The Settlement Agreement sets the stage for important policy changes for certain nonimmigrant L-2 and H-4 spouses going forward because it calls upon USCIS to issue policy guidance regarding spousal EADs and employment authorization within 120 days of November 10, 2021. The individuals covered by the Settlement Agreement are L-2 nonimmigrants who are the spouses of L-1 nonimmigrants, and qualifying H-4 dependent spouses who meet certain requirements.
As part of the Settlement Agreement, USCIS will issue new polices and guidance that will grant relief to certain H-4 spouses who will qualify for automatic extensions of their employment authorization and EADs, and L-2 spouses will also enjoy employment authorization incident to their status.

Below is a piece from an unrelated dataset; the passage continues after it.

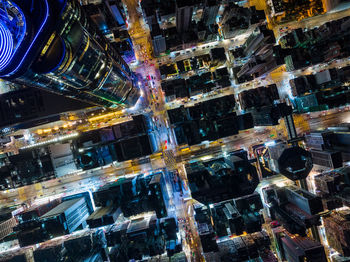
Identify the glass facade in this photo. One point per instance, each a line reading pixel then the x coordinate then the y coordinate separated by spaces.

In the case of H-4 spouses, their auto-extensions will extend until the earlier of (1) the end of their H-4 status (as noted on their I-94), (2) the approval of their EAD application or (3) 180 days from the date their EAD card expires.
For L-2 spouses, USCIS is to issue guidance stating that L-2 spouses are employment authorized solely based on their L-2 status so long as such spouses possess an I-94 record indicating “L-2 Spouse.” In conjunction with this guidance, U.S. Customs and Border Protection (CBP) is to incorporate system changes relating to the Form I-94 arrival notice to indicate that the bearer is an L-2 spouse so that such form can be used for I-9 purposes. The goal will be for those Forms I-94 to be used as proof of work authorization such that a separate EAD application will no longer be needed. Until such updated Forms I-94 are issued, the L-2 spouses may take advantage of the same automatic extension as the H-4 spouses noted above.

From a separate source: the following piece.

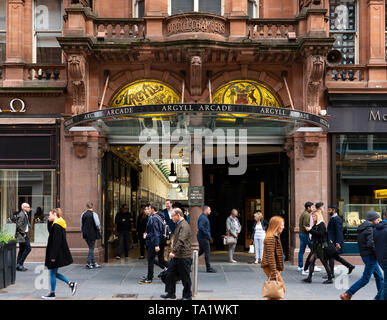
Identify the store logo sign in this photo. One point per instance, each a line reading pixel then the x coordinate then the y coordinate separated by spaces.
pixel 377 116
pixel 15 105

The devil, of course, will be in the details as USCIS determines how to implement the new policy mandated by the Settlement Agreement for individuals with pending EAD applications and how best to roll out the new Form I-94 so that it can be used for I-9 purposes.
In the end, we eagerly await the new policy guidance that should be published before March 10, 2022. In the interim, given the complexity of implementing the new policy and procedures, L-2 and H-4 spouses should consult their immigration attorneys to discuss employment authorization strategies.
Ideally, these changes will mean that, thanks to the fifteen plaintiffs who chose to challenge the Department of Homeland Security, EAD processing will be eased for H-4 and L-2 nonimmigrant spouses.
Williams Mullen will continue to monitor the situation and will issue new alerts as further information becomes available.